Erschaffe Rituale, die Freude bringen. Finden Sie kleine Leckereien, die keine großen Ressourcen erfordern: Kaffee am Morgen auf dem Balkon, ein Abendbad, zehn Seiten vor dem Schlafengehen lesen, ohne Telefon gehen. Diese Anker geben ein Gefühl der Kontrolle und füllen den Tag mit Bedeutung. Planen Sie jeden Tag mindestens ein angenehmes Ereignis, auch wenn es während der Reinigung nur Ihre Lieblingsmusik ist.
Überarbeiten Sie die Standards. Vielleicht verlangen Sie zu viel von sich selbst: die perfekte Ordnung, jeden Tag selbstgemachtes Essen, alles nach einem Zeitplan. Perfektionismus im Alltag ist ein direkter Weg zum Burnout. Lassen Sie sich vereinfachen: fertige Soße statt hausgemachtes, gefrorenes Gemüse, gekauftes Brot. Das Haus muss nicht makellos sein, es ist wichtig, dass es sich für Sie wohlfühlt. Senken Sie die Messlatte und sehen Sie, wie Energie freigesetzt wird.
Suchen Sie nach externen Unterstützungsquellen. Ein Gespräch mit einer Freundin, Eltern, einem Therapeuten oder die Teilnahme an Interessengruppen hilft, die Isolation zu lindern. Eine häusliche Routine ist oft isoliert, besonders wenn Sie mit einem Kind sitzen oder aus der Ferne arbeiten. Suchen Sie nach Kommunikation außerhalb des Hauses: Sport, Kurse, Treffen, Freiwilligenarbeit. Wechselnde Umgebungen und neue Erfahrungen sind das beste Gegenmittel gegen Routine.

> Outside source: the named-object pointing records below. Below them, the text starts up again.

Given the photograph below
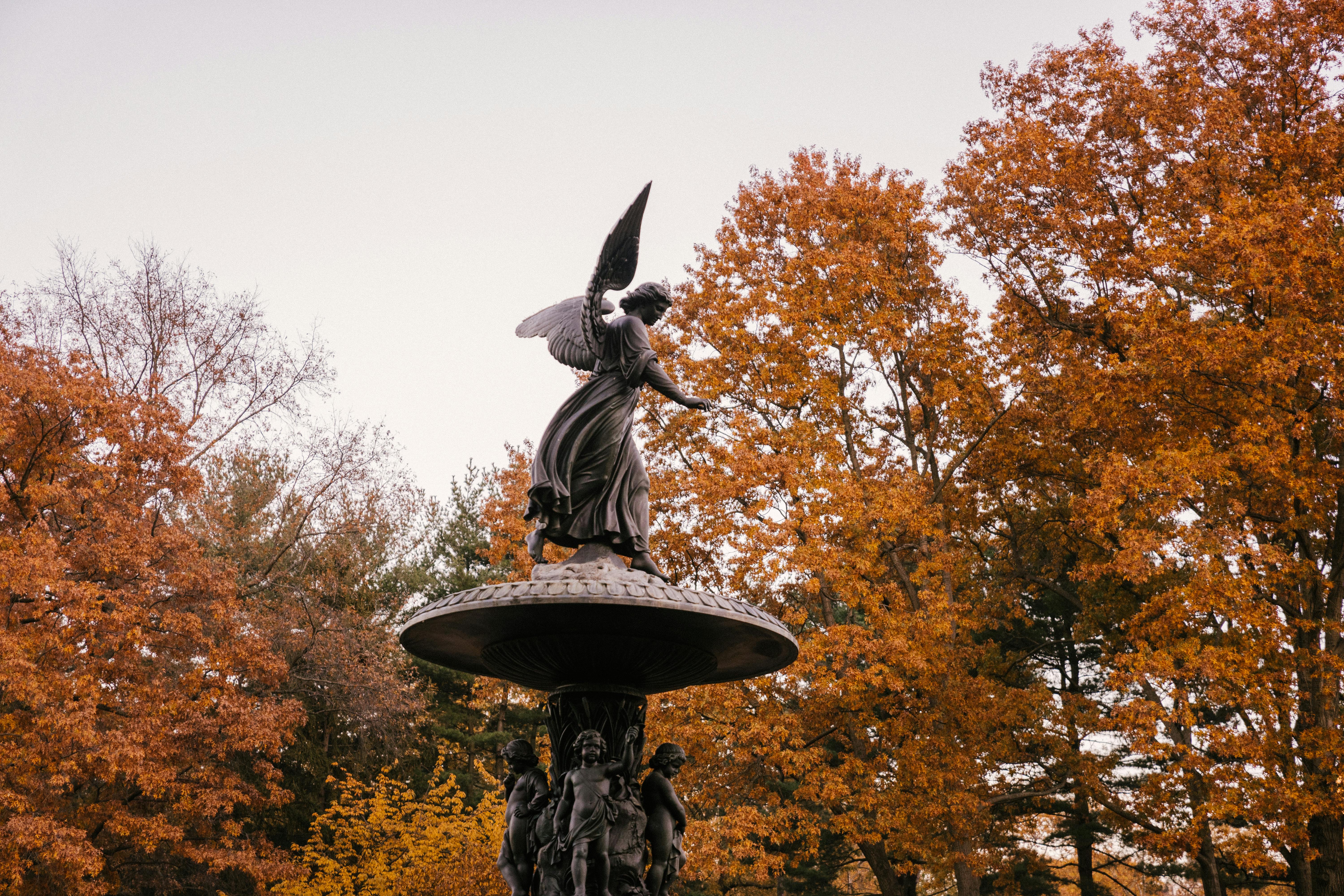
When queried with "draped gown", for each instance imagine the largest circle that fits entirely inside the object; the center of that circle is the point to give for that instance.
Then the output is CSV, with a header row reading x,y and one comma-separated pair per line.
x,y
589,483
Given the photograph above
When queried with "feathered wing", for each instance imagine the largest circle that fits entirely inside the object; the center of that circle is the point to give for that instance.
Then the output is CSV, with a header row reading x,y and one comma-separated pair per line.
x,y
615,269
562,327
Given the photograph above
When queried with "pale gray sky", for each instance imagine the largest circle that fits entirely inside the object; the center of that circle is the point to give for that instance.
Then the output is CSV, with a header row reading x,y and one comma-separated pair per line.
x,y
421,177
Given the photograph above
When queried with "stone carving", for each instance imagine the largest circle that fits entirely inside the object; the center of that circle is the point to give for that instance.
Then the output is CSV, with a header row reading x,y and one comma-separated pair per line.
x,y
666,819
528,795
592,563
595,633
589,484
587,809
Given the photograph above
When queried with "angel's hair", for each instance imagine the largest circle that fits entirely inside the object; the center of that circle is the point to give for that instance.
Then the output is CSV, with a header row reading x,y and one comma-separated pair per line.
x,y
646,295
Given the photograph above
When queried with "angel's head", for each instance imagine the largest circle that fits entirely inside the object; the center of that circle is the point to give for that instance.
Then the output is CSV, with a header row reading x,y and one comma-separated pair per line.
x,y
648,302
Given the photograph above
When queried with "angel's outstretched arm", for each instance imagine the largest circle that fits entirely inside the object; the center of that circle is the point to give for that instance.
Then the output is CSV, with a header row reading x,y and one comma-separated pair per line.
x,y
658,378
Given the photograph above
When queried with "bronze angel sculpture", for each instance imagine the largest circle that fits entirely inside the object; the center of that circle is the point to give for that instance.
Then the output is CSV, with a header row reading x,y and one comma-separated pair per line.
x,y
589,484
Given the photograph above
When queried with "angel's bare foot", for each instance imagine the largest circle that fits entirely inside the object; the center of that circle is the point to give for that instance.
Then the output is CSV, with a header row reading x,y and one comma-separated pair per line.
x,y
644,563
536,545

Planen Sie einen Urlaub im Voraus, sogar kurz. Ein Wochenende ohne Pflichten, ein Tag im Park, eine Reise für einen Tag — die Aussicht auf Erholung gibt Kraft, schwierige Wochentage zu überleben. Warten Sie nicht einmal im Jahr auf einen Urlaub, veranstalten Sie regelmäßig Miniferien. Und vor allem – beschuldige dich nicht für Müdigkeit. Sie sind eine lebende Person, keine Arbeitsmaschine. Sich um sich selbst zu kümmern ist kein Luxus, sondern eine Notwendigkeit.